Welcome to my test kitchen where I try different plants in different pots to learn what works. Just like a cook’s test kitchen, I have learned what works when potting different plants, hence my belief that the first thing to growing healthy container plants is the drainage. No matter the plant, it must have freedom to drain continuously.
Second is the soil. If you match the plant’s root system with the proper soil mixture you will have a healthy plant growing in a beautiful pot. I am a strong believer that perlite added to any soil mixture helps to grow healthy container plants. Why do I spend more on organic soil amendments? Because I’ve learned that chemical fertilizers work fast and make container plants grow and look healthy initially, but down the road, your container plants will suffer the toxicity of chemical salts which build up in the soil.
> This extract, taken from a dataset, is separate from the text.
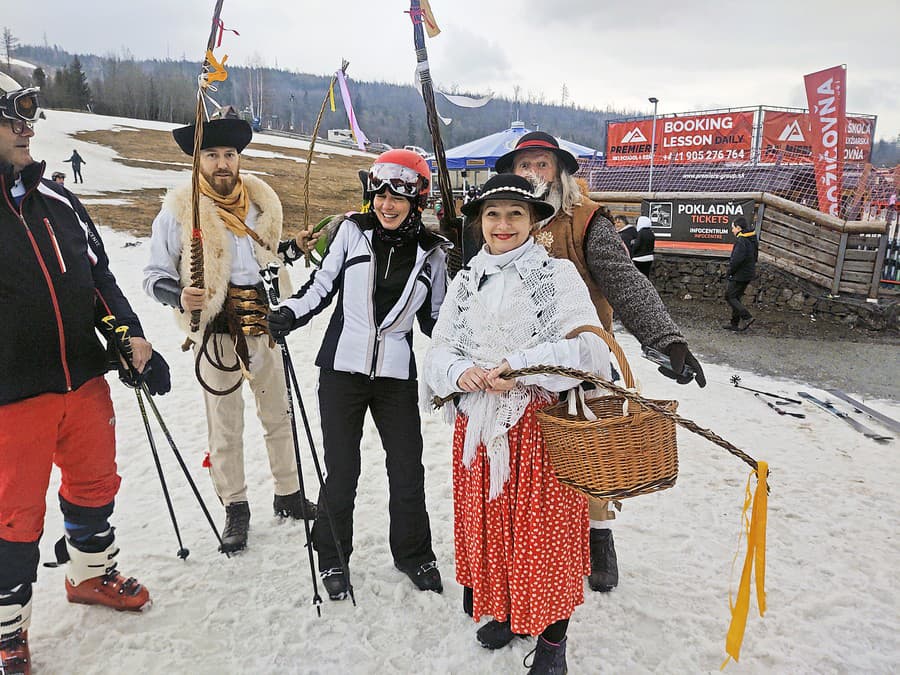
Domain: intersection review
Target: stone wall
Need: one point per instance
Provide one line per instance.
(702, 278)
Using products like “SuperThrive”, soap, Epsom salts, wood ash from my pizza oven and most of all, composted soils amendments from the great composter I got from Exxaco.com.
I have pots everywhere, hence the “garden gone rogue.” I have created patio areas on all sides of my house to accommodate all of the pots and plants. If a planted pot at Eye of the Day begins to look shabby, I’ll will take the plant home and perform triage by restarting it in an appropriate looking pot. I learn from doing this what looks good from a design point of view and I can share what works in containers that clients may not have considered before. I have been able to grow and pair plants with our products to help market Eye of the Day while making my “test garden” a realistic place to prove that container gardening is the best way to create “Paradise at Home”!